Date: 2017-08-04
By: Jacob M. Lundeen
##The needed libraries are loaded and then the file is downloaded, unzipped and read in as a data table.
library(data.table)
library(ggplot2)
temp <- tempfile()
download.file("https://d396qusza40orc.cloudfront.net/repdata%2Fdata%2Factivity.zip",temp)
data <- as.data.table(read.csv(unz(temp, "activity.csv")))
unlink(temp)
##Calculate the sum of the steps on a daily basis
step.sum <- na.omit(data[, list(stepSum = sum(steps)), by = "date"])
##Use ggplot2 to create histogram
g <- ggplot(step.sum, aes(stepSum))
g + geom_histogram(binwidth = 500, show.legend = FALSE) + labs(x = "Total Steps Taken by Day", y = "Count", title = "Histogram of Total Steps Taken by Day") + theme_bw() +
theme(plot.title = element_text(hjust = 0.5))

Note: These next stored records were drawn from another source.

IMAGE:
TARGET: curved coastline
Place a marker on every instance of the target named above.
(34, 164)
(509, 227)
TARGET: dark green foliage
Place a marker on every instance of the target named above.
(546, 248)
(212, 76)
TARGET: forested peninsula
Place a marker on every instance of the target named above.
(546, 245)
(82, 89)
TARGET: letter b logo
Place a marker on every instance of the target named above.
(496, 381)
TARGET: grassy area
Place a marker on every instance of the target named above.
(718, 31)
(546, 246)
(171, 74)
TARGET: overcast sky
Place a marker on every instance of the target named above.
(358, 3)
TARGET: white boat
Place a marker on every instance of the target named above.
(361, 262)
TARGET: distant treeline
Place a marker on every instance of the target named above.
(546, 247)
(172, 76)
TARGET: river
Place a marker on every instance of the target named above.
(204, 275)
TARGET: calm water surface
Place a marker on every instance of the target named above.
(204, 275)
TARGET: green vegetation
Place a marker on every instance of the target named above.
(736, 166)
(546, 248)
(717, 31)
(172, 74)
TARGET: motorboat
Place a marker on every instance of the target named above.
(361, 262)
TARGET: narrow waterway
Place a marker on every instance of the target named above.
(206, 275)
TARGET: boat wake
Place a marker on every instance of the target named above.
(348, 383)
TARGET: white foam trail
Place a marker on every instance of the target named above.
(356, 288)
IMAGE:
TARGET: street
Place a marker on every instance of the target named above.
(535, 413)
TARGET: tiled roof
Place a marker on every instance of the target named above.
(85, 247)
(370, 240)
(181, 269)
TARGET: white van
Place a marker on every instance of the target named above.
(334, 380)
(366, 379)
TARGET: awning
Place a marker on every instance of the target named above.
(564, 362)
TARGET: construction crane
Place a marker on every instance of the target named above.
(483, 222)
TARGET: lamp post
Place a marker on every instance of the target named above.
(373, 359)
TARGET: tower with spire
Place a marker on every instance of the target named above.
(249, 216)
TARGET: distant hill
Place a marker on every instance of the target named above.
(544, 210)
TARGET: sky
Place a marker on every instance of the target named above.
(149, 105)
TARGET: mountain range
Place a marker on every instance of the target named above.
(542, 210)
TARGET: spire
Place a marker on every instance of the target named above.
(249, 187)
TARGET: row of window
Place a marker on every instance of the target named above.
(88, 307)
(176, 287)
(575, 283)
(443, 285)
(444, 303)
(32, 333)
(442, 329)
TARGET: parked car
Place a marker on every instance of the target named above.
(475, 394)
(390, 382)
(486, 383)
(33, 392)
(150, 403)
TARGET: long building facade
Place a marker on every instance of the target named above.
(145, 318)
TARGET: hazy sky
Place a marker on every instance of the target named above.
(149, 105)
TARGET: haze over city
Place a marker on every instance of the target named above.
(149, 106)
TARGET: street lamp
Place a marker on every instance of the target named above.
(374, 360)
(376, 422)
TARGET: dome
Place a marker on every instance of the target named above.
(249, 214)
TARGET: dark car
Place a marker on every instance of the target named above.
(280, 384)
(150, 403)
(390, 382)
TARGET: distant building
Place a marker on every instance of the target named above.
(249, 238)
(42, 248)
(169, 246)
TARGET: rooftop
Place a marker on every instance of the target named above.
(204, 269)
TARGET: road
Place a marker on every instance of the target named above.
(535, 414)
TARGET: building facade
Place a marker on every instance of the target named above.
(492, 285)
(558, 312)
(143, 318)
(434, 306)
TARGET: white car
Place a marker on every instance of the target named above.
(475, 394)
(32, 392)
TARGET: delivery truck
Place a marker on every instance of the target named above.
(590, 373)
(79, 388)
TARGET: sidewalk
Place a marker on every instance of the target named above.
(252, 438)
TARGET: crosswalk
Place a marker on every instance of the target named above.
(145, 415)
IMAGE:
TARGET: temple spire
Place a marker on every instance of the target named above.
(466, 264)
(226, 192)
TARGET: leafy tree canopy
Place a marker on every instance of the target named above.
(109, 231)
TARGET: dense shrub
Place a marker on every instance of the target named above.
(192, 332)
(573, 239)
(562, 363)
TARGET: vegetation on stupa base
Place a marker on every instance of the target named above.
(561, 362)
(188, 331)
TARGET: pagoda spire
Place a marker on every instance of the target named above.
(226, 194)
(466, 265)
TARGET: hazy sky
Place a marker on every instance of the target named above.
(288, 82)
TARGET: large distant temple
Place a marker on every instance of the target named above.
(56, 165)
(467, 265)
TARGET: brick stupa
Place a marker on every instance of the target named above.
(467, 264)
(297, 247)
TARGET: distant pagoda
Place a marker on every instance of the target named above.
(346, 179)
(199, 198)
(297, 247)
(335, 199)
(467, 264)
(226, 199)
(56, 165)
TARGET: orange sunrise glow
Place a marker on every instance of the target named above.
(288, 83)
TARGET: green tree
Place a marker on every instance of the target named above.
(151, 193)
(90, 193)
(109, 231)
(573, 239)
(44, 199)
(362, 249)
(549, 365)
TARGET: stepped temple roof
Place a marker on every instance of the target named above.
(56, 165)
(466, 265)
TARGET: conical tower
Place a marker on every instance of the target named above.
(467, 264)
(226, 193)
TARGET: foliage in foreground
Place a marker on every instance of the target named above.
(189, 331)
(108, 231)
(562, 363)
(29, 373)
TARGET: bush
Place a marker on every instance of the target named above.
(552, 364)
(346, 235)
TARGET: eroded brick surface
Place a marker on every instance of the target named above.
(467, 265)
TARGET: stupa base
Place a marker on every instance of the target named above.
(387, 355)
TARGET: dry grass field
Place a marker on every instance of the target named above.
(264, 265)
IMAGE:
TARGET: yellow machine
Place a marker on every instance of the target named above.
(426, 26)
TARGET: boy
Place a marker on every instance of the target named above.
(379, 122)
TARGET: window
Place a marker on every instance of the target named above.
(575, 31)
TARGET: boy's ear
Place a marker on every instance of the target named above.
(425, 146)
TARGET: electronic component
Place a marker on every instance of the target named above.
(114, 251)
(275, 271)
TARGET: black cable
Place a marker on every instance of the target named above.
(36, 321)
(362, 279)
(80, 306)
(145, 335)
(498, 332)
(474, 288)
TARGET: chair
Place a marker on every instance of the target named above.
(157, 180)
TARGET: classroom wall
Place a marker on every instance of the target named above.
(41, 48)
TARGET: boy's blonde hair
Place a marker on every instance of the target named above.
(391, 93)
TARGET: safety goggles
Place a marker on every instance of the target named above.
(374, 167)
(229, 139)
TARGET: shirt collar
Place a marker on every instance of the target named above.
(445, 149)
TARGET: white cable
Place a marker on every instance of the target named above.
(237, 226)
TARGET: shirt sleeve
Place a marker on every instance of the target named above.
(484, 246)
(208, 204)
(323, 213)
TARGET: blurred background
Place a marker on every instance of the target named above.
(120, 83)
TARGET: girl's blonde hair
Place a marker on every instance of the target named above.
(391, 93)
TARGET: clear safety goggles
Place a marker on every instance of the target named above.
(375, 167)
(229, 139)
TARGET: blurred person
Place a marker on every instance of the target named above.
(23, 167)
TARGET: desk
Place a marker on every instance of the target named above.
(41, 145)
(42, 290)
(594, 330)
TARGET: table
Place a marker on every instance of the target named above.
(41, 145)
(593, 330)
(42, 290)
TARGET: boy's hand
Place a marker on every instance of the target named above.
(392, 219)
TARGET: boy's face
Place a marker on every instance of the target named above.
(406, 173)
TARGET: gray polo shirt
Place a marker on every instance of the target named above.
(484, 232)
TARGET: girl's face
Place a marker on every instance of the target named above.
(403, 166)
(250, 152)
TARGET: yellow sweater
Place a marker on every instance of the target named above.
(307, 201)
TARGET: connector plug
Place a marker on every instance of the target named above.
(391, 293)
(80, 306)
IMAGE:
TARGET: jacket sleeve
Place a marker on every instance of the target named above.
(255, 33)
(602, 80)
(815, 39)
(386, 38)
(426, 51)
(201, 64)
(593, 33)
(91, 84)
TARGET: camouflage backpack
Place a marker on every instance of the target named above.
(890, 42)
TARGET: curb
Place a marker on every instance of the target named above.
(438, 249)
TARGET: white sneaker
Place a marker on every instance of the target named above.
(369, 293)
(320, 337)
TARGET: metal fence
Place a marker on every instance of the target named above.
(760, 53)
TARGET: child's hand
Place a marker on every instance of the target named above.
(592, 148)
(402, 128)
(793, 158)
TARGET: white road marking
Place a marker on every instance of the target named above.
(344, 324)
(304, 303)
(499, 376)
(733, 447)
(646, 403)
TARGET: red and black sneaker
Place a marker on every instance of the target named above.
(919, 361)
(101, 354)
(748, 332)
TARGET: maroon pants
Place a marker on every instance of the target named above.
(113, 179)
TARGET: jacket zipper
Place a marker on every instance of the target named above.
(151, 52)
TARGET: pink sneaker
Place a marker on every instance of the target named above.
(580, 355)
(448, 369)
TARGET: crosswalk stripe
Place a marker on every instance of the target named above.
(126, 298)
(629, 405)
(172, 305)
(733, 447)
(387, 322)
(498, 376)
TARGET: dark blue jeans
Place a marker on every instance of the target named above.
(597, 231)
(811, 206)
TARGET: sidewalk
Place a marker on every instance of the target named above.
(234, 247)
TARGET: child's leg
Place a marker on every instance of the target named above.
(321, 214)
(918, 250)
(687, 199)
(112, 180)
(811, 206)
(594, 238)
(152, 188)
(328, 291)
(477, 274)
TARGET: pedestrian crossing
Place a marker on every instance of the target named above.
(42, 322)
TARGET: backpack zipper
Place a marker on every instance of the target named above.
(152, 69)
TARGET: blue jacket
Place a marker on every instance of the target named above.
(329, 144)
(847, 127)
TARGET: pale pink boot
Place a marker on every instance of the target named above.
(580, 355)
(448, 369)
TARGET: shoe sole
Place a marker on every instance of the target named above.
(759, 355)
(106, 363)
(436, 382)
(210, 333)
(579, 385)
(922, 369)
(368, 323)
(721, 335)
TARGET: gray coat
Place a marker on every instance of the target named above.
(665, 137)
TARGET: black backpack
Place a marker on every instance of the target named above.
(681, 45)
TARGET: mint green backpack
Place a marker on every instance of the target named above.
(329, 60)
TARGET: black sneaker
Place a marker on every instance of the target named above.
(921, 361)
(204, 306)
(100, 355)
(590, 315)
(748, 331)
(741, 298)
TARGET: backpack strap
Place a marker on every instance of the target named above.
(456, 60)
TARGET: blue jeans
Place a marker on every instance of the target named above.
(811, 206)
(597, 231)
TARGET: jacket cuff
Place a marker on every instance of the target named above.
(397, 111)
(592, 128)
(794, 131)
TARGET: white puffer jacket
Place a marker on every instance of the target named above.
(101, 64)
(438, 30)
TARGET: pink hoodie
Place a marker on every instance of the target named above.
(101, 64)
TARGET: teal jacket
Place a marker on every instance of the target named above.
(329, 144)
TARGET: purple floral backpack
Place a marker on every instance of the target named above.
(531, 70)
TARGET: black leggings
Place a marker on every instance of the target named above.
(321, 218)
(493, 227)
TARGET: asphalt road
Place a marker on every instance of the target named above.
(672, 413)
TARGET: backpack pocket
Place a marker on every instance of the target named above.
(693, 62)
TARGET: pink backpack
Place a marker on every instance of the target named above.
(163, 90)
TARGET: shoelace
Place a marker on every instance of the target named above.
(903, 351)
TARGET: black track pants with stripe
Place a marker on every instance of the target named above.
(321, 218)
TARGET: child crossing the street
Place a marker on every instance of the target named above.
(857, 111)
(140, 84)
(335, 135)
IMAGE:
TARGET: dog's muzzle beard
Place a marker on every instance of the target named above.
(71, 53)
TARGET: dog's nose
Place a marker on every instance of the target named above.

##Calculate mean and median values of daily step totals
step.mean <- mean(step.sum$stepSum)
step.median <- median(step.sum$stepSum)
##Calculate the average number of steps per five minute interval
step.interval <- aggregate(steps ~ interval, data, mean)
##Use ggplot2 to create line graph
q <- ggplot(step.interval, aes(x = interval, y = steps))
q + geom_line() + labs(x = "Time Intervals (mins)", y = "Average Number of Steps",
title = "Average Number of Steps by Time Interval") +
theme_bw() + theme(plot.title = element_text(hjust = 0.5))
##Find the index number of the interval with the largest amount of steps
step.max <- which.max(step.interval$steps)
The 5-minute interval, on average across all days, that contains the maximum number of steps is 835. The number of steps is 206.17.
##Find total number of missing values from the original data set
step.miss <- sum(is.na(data))
The original data set is missing 2304 values.
##Create new data set that will be used to impute missing values
impute.Data <- data
##For loop that will run through new dataset and will set the missing values to the mean value of their respective intervals
for (i in 1:nrow(data))
{
if(is.na(data$steps[i]))
{
impute.Data$steps[i] <- step.interval$steps[which(step.interval$interval == data$interval[i])]
}
}
##Sum up the number of steps by date
impute.sum <- impute.Data[, list(imputeSum = sum(steps)), by = "date"]
##Create plot with ggplot2
p <- ggplot(impute.sum, aes(imputeSum))
g + geom_histogram(binwidth = 500, show.legend = FALSE) + labs(x = "Total Steps Taken by Day", y = "Count", title = "Histogram of Total Steps Taken by Day") + theme_bw() +
theme(plot.title = element_text(hjust = 0.5))
##Calculate mean and median of the new imputed totals
impute.mean <- mean(impute.sum$imputeSum)
impute.median <- median(impute.sum$imputeSum)
We can see that the mean value has not changed, but the median value has changed to be equal to the mean value. The impact is, as expected, that the count total increased.
##Coerce the date column into a date class
impute.Data$date <- as.Date(impute.Data$date)
##Run through the imputed dataset and, using the weekdays() function, create a new variable that distinguishes between "Weekday" and "Weekend" for every observation.
for (i in 1:nrow(impute.Data))
{
if(!(weekdays(impute.Data$date[i]) == "Saturday" || weekdays(impute.Data$date[i]) == "Sunday"))
{
impute.Data$day.type[i] <- "Weekday"
}
else
{
impute.Data$day.type[i] <- "Weekend"
}
}
##Calculate the average number of steps based on interval and day type.
impute.interval <- aggregate(steps ~ interval + day.type, impute.Data, mean)
##Use ggplot2 to create the graphs
z <- ggplot(impute.interval, aes(x = interval, y = steps))
z + geom_line(stat = "identity", aes(color = day.type)) + labs(x = "Time Intervals (mins)",
y = "Average Number of Steps",
title = "Average Number of Steps by Time Interval") +
theme_bw() + theme(plot.title = element_text(hjust = 0.5)) + facet_grid(day.type ~.) +
scale_color_discrete(name = "Day Type")
We can see from the graphs above that activity tends to start later in the day on the weekend and is more consistent throughout the day. There is no morning spike and then large drop off, as we see in the weekday graph.